A Divina entrevista revisada e traduzida por Rafael Brandão… ou não!

Um tradutor, revisor, jogador, mestre, ser humano. Um irmão, um filho, não é pai. Um viajante, fã de patins, amigo divino e amigo dos animais.

Já trabalhou com editoras, criadores de jogos, tradutores. Revisão e auxílio na criação de manuais, processos e jogos. Fotogênico, quase um mágico de festa infantil!

Você conhece esse divino leitor do blog divino? Então, com as bênçãos de São Meeple…

Quem é o Rafael Brandão?
Nossa, que pergunta difícil! Sou jogador, tradutor e revisor. Sou o cara que o nome fica naquela seção do manual que ninguém lê.

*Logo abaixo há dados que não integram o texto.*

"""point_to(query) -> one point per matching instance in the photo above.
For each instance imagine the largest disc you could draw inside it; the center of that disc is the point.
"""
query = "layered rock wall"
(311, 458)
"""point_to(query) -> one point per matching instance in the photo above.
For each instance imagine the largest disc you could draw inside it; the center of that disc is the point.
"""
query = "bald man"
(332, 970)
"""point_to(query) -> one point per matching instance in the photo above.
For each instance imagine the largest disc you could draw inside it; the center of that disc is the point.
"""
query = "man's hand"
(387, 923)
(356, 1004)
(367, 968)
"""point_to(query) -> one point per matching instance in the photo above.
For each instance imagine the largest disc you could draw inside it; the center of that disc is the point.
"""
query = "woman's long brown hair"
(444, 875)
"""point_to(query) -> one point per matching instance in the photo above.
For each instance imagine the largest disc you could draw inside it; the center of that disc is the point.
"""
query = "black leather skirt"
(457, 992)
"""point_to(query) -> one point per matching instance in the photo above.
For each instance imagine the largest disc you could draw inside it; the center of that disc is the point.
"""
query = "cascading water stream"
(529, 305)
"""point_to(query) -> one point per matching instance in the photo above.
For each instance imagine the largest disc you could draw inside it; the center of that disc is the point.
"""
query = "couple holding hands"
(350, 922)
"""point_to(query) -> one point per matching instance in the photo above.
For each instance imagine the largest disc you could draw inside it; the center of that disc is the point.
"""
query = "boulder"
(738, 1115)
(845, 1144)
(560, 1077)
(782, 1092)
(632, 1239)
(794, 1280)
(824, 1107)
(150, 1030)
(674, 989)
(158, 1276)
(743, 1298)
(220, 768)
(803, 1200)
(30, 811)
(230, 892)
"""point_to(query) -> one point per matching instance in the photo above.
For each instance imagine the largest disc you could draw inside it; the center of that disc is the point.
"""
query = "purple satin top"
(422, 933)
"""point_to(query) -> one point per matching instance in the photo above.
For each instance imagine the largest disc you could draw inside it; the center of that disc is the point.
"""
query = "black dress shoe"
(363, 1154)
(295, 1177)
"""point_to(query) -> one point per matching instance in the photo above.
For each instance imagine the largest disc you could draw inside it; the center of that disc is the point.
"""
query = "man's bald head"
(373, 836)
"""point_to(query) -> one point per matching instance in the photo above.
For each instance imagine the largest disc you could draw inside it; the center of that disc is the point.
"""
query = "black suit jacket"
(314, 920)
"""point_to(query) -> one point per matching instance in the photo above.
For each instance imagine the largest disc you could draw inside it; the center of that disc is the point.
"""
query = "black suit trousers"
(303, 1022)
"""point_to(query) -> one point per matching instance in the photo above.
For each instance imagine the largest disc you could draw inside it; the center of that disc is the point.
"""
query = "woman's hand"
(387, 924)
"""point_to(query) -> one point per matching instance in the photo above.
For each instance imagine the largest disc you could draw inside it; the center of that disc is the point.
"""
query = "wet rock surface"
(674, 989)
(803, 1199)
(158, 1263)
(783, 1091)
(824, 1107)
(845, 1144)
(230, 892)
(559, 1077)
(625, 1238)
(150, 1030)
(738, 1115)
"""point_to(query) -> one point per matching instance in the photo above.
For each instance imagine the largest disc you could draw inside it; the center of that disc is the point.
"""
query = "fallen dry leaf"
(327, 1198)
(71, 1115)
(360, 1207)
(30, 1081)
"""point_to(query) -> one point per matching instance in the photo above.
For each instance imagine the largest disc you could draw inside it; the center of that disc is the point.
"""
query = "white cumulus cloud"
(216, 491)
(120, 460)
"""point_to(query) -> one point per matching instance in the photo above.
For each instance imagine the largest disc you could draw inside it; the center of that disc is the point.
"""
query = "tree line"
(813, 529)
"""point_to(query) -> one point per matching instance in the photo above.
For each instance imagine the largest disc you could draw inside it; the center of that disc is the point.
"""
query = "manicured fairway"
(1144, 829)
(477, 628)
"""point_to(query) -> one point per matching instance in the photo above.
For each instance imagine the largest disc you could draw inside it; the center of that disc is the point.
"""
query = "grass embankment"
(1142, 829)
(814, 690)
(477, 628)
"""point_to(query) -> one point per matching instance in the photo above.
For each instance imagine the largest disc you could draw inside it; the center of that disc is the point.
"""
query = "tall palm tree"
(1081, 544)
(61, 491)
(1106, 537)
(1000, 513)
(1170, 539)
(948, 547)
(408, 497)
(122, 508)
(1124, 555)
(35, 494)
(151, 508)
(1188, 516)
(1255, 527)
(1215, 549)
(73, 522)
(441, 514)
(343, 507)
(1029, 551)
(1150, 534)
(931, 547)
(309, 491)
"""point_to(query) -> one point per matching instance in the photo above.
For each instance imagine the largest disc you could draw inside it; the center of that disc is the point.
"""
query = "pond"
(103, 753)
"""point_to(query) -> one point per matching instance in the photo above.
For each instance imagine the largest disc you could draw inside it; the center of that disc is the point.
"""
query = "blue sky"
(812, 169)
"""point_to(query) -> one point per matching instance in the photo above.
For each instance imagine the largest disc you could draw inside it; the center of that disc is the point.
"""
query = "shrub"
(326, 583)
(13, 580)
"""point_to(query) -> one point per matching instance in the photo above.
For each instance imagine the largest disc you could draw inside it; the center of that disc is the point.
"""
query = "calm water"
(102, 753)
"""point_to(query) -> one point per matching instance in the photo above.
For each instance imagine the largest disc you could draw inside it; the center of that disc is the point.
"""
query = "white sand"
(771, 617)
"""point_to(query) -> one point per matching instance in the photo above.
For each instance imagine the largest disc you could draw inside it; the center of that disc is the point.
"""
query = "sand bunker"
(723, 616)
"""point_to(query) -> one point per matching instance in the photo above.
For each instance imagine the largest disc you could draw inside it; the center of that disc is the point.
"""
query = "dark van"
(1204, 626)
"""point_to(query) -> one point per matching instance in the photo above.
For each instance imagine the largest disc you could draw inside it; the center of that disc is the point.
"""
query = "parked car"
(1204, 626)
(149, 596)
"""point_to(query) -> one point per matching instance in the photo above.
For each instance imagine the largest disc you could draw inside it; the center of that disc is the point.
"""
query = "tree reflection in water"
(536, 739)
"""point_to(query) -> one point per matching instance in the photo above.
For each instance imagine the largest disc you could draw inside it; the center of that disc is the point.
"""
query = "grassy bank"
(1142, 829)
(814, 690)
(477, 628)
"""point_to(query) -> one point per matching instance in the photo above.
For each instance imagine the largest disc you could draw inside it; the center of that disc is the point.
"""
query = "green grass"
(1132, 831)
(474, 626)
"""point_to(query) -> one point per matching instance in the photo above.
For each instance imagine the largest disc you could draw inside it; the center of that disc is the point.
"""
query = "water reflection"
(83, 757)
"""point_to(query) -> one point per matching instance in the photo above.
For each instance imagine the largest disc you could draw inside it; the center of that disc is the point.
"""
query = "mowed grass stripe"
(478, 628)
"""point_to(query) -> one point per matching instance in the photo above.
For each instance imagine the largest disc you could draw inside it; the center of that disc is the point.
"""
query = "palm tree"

O que você fez ou com o que trabalha dentro do mercado de jogos de tabuleiro?
Eu trabalho com revisão e tradução de regras. Já fiz revisão para a Dijon Jogos no Os Incríveis Parques de Miss Liz e no Cosmos. Também já fiz tradução para a Galápagos em vários projetos, mais recentemente o Scythe e o Descent: Lendas da escuridão.

Alguma participação em projetos de RPGs ou jogos eletrônicos no geral?
Nada profissionalmente, até agora. Mas certamente são duas áreas em que eu quero atuar também.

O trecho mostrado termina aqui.